Of course, this extra liquidity has just begun to work its way through the system, so it’s too early to tell just when this stimulus will kick in. What we do know is that so far, there hasn’t been any significant uptick in inflation due to cheaper cost of capital. In fact, the Chinese CPI print for August was up just slightly to 2% for the month, and that’s following July’s 30-month low of 1.8%.
Another strong driver for China and related stocks going forward is the recently announced news that the Chinese government will undertake a massive stimulus package estimated at $158 billion-plus. I detailed the implications of this in a recent article, but in short, the country has plans to build 1,254 miles of roads, nine new sewage-treatment plants, five port improvement projects, two waterway system enhancements and 25 new subway projects.

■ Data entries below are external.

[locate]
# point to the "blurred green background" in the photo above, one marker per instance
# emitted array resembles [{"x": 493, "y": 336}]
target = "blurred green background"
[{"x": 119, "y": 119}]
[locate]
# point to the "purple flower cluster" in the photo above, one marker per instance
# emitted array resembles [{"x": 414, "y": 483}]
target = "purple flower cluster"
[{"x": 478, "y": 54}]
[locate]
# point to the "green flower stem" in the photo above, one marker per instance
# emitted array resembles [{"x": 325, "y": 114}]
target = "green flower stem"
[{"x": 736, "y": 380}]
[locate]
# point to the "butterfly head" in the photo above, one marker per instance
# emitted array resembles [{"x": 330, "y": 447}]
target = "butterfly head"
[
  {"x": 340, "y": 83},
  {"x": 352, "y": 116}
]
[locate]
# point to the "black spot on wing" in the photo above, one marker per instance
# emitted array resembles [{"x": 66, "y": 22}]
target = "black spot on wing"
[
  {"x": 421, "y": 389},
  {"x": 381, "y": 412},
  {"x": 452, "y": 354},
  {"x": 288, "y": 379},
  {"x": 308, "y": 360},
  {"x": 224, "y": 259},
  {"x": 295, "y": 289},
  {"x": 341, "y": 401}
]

This large amount of capital from monetary easing, as well as the infrastructure spending bump, likely will find its way down to a few sectors and companies positioned to profit. Of course, that might take awhile, so instead of putting a large amount of capital to work buying stocks and waiting for China’s stimulus to bear fruit, why not get into a few China plays with low-cost call options?
One sector poised to profit from the China story is raw materials — specifically copper, iron ore, coal and aluminum. In other words, the building blocks essential to massive infrastructure projects. One of the biggest mining and materials companies out there, and the leader in the copper space, is Freeport-McMoran Copper & Gold (NYSE:FCX).
Shares recently have surged past both short- and long-term technical levels, thanks in large part to the China build-up news, and of course, to the news that the Federal Reserve will keep the money spigot open on “QE Infinity.” Here I like the slightly out-of-the-money FCX Nov 2012 42 call. At a price of $1.66, it will only cost you $166 to control the option to buy 100 FCX shares — far less than $4,093 it would cost you if you bought 100 shares of FCX at Sept. 20’s close (both transactions exclude commissions and transaction expenses).
Another low-cost options candidate for a China rebound is iconic construction equipment maker Caterpillar (NYSE:CAT). The world’s biggest supplier of earth-altering machines is likely to get a lot of business from those 1,200-plus miles of roads to build, and that boosted demand for Cat tractors will be felt across the next several quarters. Getting in front of that demand with the CAT Nov 2012 95 call at just $2.71 ($271 per contract) is a low-cost alternative to buying 100 shares of CAT at $92.54, or $9,254.
Finally, if you think there will be a boost in China, why not own the right to control 100 shares of the benchmark iShares FTSE China 25 Index (NYSE:FXI)? Here the FXI Nov 2012 36 call at $59 cents, or $59 per contract, is a lot easier than putting up $3,452 to buy 100 shares at Sept. 20’s closing price.
If you want to wade into China without risking a whole lot of capital, then do so using these low-cost options.
As of this writing, Jim Woods did not hold a position in any of the aforementioned securities.